How to do a bulk update in Firestore

Here's how I did bulk update in Node.js (case: update all documents in users collection to add a new field country):

function updateCountry(countryName) {

  let lastUserUpdated = null;
  let updatedUsersCount = 0;

  const usersRef = firestore.collection("users");
  const batchSize = 500;

  while (true) {

    const batch = firestore.batch();
    const usersListRef = usersRef
      .orderBy("userId") // To start after a particular user, there should be some order, hence orderBy is necessary
      .startAfter(lastUserUpdated)
      .limit(batchSize);
    const usersList = await usersListRef.get();

    if (usersList.size === 0) { // When all the users have been traversed, we can exit from the loop
      break;
    }
    usersList.forEach((user) => {
      lastUserUpdated = user;
      batch.update(user.ref, { country: countryName }); // Here, the update will be added to the batch, but won't be executed now
      updatedUsersCount++;
    });
    await batch.commit(); // At this point, everything added to the batch will be executed together
    console.log(`Updated ${updatedUsersCount} users.`);
  }
}

in SQL you can do

UPDATE table_name
SET column1 = value1, column2 = value2, ...
WHERE condition;

The WHERE is optional - so you can set all fields to a specific value or all fields for a selection of rows but you don't need to first obtain a reference to the rows.

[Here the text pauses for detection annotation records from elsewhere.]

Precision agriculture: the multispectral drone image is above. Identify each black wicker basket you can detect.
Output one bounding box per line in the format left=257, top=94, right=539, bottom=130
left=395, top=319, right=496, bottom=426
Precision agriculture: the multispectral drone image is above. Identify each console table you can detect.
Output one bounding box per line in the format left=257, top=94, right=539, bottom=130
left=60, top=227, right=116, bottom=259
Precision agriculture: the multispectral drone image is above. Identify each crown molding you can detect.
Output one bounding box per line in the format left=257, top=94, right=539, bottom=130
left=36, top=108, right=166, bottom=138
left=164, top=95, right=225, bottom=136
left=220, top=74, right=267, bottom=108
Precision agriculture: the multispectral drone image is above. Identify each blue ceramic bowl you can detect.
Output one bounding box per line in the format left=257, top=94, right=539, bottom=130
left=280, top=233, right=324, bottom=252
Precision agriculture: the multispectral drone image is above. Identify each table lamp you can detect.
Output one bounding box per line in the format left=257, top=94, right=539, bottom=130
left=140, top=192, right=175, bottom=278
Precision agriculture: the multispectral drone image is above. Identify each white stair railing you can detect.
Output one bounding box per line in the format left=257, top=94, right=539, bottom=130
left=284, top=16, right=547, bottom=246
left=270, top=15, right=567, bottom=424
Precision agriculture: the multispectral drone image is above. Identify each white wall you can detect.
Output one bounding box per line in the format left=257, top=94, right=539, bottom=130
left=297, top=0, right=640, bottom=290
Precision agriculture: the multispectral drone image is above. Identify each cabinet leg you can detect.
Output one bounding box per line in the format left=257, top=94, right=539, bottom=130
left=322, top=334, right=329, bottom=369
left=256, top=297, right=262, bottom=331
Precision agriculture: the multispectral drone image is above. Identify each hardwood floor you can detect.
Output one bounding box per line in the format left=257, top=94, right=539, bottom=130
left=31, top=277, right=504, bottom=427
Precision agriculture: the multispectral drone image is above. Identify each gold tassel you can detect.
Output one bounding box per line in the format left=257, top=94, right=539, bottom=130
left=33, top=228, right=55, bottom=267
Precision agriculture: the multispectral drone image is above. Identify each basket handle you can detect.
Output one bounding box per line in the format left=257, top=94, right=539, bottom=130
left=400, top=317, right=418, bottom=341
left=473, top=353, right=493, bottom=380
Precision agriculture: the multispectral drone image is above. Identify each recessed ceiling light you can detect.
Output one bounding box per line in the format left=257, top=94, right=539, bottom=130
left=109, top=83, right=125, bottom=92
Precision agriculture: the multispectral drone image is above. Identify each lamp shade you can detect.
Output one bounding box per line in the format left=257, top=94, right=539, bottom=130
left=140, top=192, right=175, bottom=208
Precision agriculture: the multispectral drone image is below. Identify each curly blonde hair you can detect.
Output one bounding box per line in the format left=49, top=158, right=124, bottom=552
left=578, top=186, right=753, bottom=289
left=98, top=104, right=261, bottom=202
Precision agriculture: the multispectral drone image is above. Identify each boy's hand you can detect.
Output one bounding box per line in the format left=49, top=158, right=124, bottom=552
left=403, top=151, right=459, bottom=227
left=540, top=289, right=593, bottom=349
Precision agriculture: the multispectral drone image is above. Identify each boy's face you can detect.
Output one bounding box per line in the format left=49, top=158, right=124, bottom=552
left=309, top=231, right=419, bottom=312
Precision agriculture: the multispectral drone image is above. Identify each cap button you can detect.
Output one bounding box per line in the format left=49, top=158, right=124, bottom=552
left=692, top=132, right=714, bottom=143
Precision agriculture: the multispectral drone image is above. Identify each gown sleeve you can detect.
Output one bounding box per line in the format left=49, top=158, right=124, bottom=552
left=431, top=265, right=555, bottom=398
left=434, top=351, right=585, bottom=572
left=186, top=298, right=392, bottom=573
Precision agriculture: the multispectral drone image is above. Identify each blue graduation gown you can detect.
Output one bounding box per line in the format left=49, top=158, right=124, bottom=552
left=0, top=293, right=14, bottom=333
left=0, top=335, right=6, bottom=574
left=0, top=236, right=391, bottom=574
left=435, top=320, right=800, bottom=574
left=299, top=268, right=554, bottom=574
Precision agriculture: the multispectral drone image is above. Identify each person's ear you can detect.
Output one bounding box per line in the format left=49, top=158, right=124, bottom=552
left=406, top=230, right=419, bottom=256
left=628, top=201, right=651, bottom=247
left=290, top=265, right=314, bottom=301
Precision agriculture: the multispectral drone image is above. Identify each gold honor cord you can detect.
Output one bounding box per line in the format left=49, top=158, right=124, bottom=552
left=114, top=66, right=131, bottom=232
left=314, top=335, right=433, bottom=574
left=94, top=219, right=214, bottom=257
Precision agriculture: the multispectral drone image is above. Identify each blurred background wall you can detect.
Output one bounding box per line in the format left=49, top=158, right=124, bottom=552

For example if content needs review you could set a flag in a review column for all rows.

In firestore I don't think there is a way to write to a collection.

https://firebase.google.com/docs/reference/js/firebase.firestore.CollectionReference

All the collection methods are ways to add a document, get a doc reference - or filter a search for documents.

So as far as I can see there is no way to update a set of documents in firestore without first obtaining references to them.

Batch writes speeds this up as you can update 500 documents at a time.


I was looking for a solution, found none, so I made this one, if anyone's interested.

public boolean bulkUpdate() {
  try {
    // see https://firebase.google.com/docs/firestore/quotas#writes_and_transactions
    int writeBatchLimit = 500;
    int totalUpdates = 0;

    while (totalUpdates % writeBatchLimit == 0) {
      WriteBatch writeBatch = this.firestoreDB.batch();

      List<QueryDocumentSnapshot> documentsInBatch =
          this.firestoreDB.collection("animals")
              .whereEqualTo("species", "cat")
              .limit(writeBatchLimit)
              .get()
              .get()
              .getDocuments();

      if (documentsInBatch.isEmpty()) {
        break;
      }

      documentsInBatch.forEach(
          document -> writeBatch.update(document.getReference(), "hasTail", true));

      writeBatch.commit().get();

      totalUpdates += documentsInBatch.size();
    }

    System.out.println("Number of updates: " + totalUpdates);

  } catch (Exception e) {
    return false;
  }
  return true;
}

If you have used Firebase database, writing to completely single separate locations atomically was not possible, that's why you would have to use batch writes, which means that either all of the operations succeed, or none of them are applied.

Regarding Firestore, all operations are now atomically processed. However, you can execute multiple write operations as a single batch that contains any combination of set(), update(), or delete() operations. A batch of writes completes atomically and can write to multiple documents.

This a simple example regarding a batch operation for write, update and delete operation.

WriteBatch batch = db.batch();

DocumentReference johnRef = db.collection("users").document("John");
batch.set(johnRef, new User());

DocumentReference maryRef = db.collection("users").document("Mary");
batch.update(maryRef, "Anna", 20); //Update name and age

DocumentReference alexRef = db.collection("users").document("Alex");
batch.delete(alexRef);

batch.commit().addOnCompleteListener(new OnCompleteListener<Void>() {
    @Override
    public void onComplete(@NonNull Task<Void> task) {
        // ...
    }
});

Calling commit() method on the batch object means that you commit the entire batch.